La resistencia de lo que queda
Si algo me fascina de la España vaciada es la obstinación de quienes se quedan. Esa terquedad la reconozco en mí: en las ideas que mantengo aunque la corriente vaya en otro sentido, en las costumbres que guardo aunque no tengan quien las comparta. Hay una dignidad silenciosa en mantener encendida una luz para nadie más que para uno mismo.
Los huecos personales también tienen guardianes. A veces son rutinas mínimas —hacerme un café a la misma hora, abrir una ventana aunque no entre sol— que sostienen una estructura invisible. Tal vez son mi propia manera de evitar que lo que soy se convierta en ruina.
He aprendido que la soledad no siempre es abandono; a veces es elección. Y que la quietud, lejos de ser muerte, puede ser el gesto de quien decide no moverse para que algo siga teniendo lugar.
Aprender a no llenar
Vivir con huecos es aprender a no tener miedo de ellos. En un mundo que insiste en que hay que producir, avanzar y completar, dejar espacios libres es casi un acto de rebeldía. Igual que algunos pueblos deciden no transformarse para atraer turistas, yo decido no forzarme a completar cada ausencia con algo nuevo.
La España vaciada me recuerda que lo incompleto también cuenta historias. Que un campo en barbecho no es tierra abandonada, sino tierra que descansa. Que el silencio entre dos frases puede decir más que cualquier palabra. Que no responder de inmediato también es una respuesta.
En esos huecos, a veces, crece algo inesperado. Como hierba entre piedras, brotan ideas que no habrían nacido en terreno saturado. Y entonces entiendo que mi tarea no es repoblarlo todo, sino cuidar lo que decide quedarse.
Pequeñas migraciones internas
Cuando pienso en la España vaciada, también pienso en mi propia capacidad de irme y volver. Hay partes de mí que he dejado atrás, no porque no sirvieran, sino porque ya no tenían dónde crecer. Y hay otras que, con el tiempo, han regresado a ocupar su sitio, como vecinos que vuelven a abrir su casa después de años.
Aprender a vivir con huecos es aceptar que habrá temporadas en las que mi interior parezca invierno. Que la cosecha no es inmediata y que no siempre hay flores para mostrar. Que la vida, como algunos pueblos, necesita más que visitantes de fin de semana: necesita cuidado constante.
En ese ir y venir, descubro que no soy sólo la ciudad llena ni el pueblo vacío, sino la suma de ambos. Que hay días de bullicio y días de eco, y que ambos se necesitan para no agotarse.
Un lugar para quedarse
No sé si algún día la España vaciada volverá a llenarse. Tampoco sé si mis huecos internos se colmarán del todo. Pero sí sé que quiero cuidarlos. Porque en ellos hay una forma de libertad que no cabe en agendas llenas ni en conversaciones apresuradas.

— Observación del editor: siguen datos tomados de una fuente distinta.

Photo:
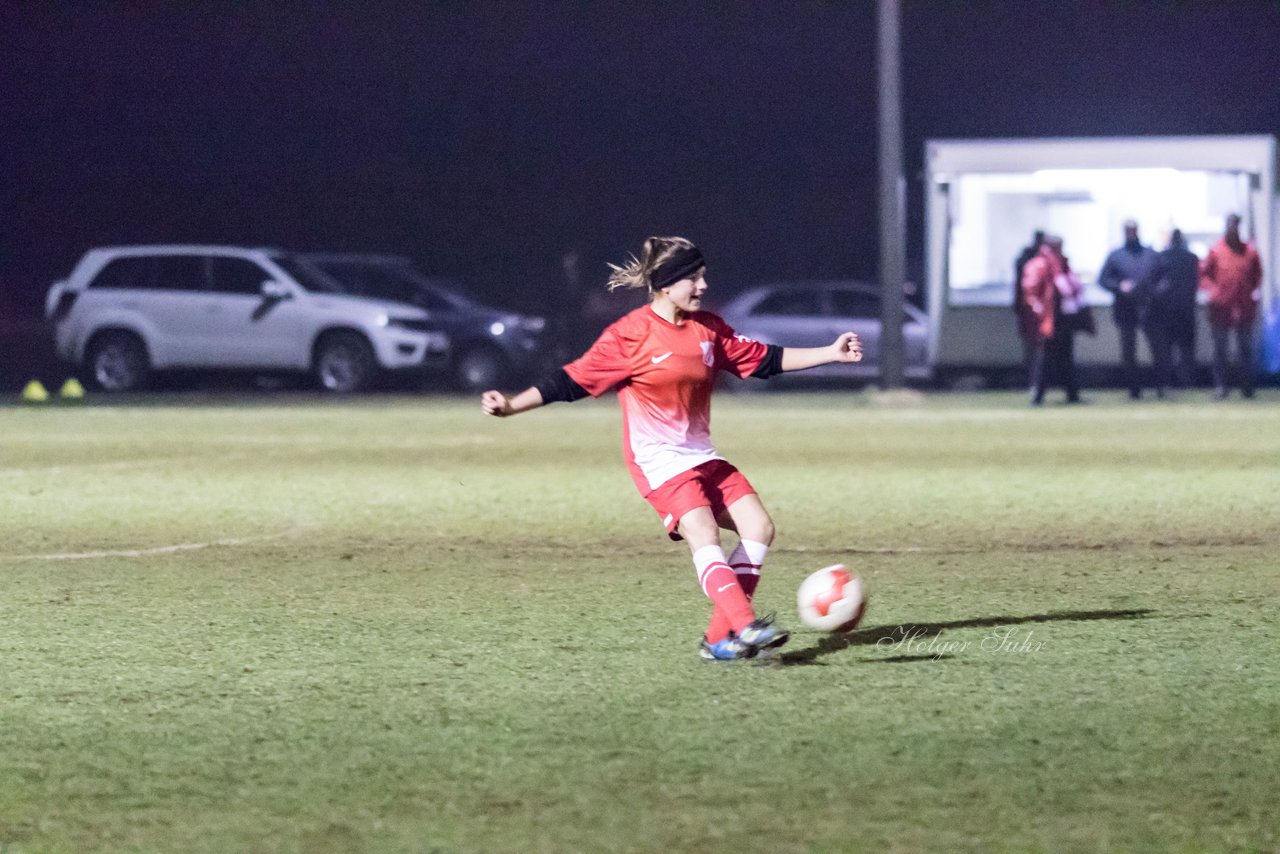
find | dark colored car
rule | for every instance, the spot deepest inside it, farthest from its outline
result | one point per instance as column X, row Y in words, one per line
column 492, row 347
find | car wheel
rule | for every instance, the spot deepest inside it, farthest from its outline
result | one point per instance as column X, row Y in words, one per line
column 479, row 369
column 343, row 362
column 118, row 362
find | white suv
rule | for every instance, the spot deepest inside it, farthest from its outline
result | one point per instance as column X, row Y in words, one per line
column 126, row 311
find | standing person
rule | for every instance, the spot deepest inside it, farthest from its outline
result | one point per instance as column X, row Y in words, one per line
column 1171, row 314
column 1055, row 296
column 662, row 359
column 1024, row 316
column 1129, row 274
column 1230, row 278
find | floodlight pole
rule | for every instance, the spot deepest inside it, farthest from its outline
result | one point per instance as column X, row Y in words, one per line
column 892, row 191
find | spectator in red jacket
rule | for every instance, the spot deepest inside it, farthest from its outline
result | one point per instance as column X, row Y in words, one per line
column 1055, row 296
column 1230, row 277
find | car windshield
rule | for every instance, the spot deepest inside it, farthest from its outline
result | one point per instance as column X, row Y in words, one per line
column 396, row 282
column 309, row 275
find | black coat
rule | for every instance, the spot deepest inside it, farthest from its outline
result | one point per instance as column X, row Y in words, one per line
column 1137, row 263
column 1174, row 296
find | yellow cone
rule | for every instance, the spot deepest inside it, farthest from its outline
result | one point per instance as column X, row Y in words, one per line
column 72, row 389
column 33, row 392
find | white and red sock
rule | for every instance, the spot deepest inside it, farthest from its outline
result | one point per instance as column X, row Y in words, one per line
column 721, row 585
column 745, row 561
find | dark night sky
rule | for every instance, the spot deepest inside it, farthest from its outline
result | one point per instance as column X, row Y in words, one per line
column 485, row 138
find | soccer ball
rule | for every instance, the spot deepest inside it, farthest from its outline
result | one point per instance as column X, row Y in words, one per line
column 832, row 599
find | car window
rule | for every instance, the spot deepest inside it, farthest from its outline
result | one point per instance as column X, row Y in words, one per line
column 237, row 275
column 854, row 304
column 181, row 273
column 791, row 302
column 385, row 282
column 122, row 273
column 307, row 274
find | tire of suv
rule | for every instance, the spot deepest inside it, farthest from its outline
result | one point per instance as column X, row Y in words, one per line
column 343, row 362
column 479, row 369
column 118, row 361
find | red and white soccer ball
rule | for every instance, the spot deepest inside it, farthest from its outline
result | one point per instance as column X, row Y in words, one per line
column 832, row 599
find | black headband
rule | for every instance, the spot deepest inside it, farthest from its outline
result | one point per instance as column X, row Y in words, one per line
column 682, row 264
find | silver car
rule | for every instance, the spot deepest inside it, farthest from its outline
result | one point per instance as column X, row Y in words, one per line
column 131, row 310
column 813, row 313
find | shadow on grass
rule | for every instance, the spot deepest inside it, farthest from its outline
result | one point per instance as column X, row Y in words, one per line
column 892, row 635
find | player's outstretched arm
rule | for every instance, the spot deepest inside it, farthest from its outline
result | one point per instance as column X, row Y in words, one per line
column 502, row 406
column 846, row 348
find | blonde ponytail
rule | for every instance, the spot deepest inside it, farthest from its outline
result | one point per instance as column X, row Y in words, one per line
column 638, row 272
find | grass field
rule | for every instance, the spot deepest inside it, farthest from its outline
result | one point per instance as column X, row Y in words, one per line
column 394, row 625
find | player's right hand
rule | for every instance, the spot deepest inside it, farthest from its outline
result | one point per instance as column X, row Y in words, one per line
column 496, row 403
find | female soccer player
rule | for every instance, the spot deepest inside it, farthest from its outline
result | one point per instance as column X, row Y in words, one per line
column 662, row 359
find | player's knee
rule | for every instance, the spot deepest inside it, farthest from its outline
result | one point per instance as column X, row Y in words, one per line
column 767, row 531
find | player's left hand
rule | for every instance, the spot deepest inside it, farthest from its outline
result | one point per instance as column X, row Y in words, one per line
column 849, row 348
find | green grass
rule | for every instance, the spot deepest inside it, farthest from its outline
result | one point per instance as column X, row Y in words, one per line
column 396, row 625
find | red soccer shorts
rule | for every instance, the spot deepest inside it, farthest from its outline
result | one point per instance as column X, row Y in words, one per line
column 714, row 484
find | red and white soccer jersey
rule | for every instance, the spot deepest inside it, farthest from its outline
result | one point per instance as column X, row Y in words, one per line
column 664, row 373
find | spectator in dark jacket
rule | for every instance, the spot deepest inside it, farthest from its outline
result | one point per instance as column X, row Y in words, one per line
column 1130, row 273
column 1170, row 320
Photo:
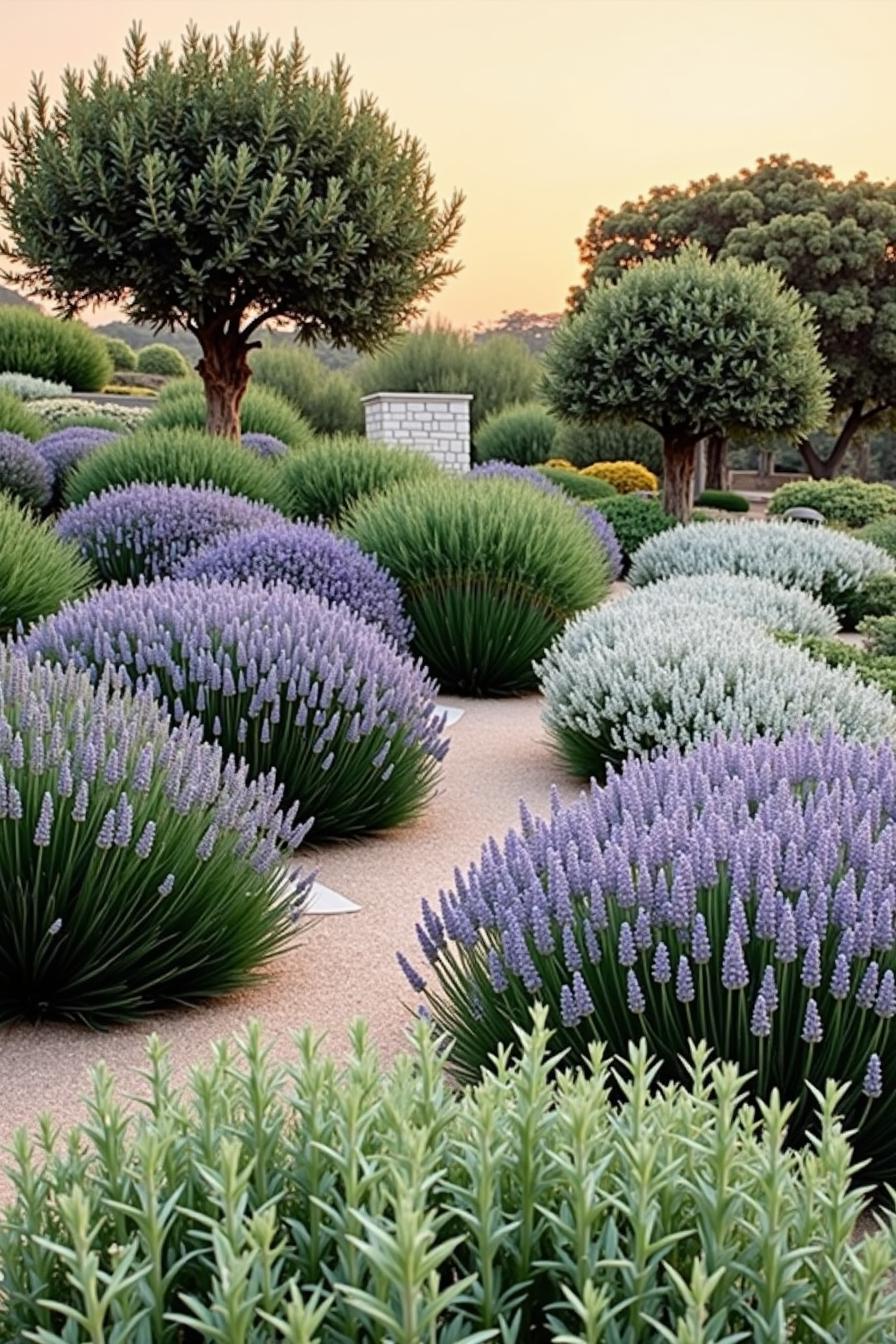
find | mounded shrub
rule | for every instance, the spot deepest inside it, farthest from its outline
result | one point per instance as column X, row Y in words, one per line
column 599, row 524
column 24, row 476
column 265, row 445
column 163, row 360
column 278, row 678
column 63, row 351
column 176, row 457
column 521, row 434
column 38, row 571
column 139, row 868
column 30, row 389
column 575, row 483
column 148, row 531
column 742, row 894
column 726, row 500
column 490, row 571
column 829, row 565
column 18, row 418
column 124, row 359
column 641, row 675
column 329, row 401
column 310, row 559
column 634, row 519
column 182, row 405
column 842, row 500
column 333, row 473
column 535, row 1207
column 625, row 477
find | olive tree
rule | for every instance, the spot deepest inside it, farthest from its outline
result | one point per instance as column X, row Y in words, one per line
column 691, row 347
column 220, row 188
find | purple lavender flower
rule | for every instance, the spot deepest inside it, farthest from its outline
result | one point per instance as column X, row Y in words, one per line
column 313, row 559
column 148, row 531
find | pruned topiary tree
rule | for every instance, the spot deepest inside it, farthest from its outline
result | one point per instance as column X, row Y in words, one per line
column 220, row 188
column 692, row 348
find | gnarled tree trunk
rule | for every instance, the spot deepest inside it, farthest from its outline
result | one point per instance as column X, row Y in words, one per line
column 677, row 476
column 225, row 372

En los huecos cabe el descanso, la observación, la espera. Y en un mundo que se acelera para no pensar, parar es casi un lujo. Quizá la verdadera repoblación no sea traer más, sino valorar lo que ya está, aunque sea poco.
Así, igual que quien riega la plaza de un pueblo casi vacío, yo intento mantener vivo lo que queda. No por nostalgia, sino por respeto. Y porque, en el fondo, sé que esos huecos también me salvan.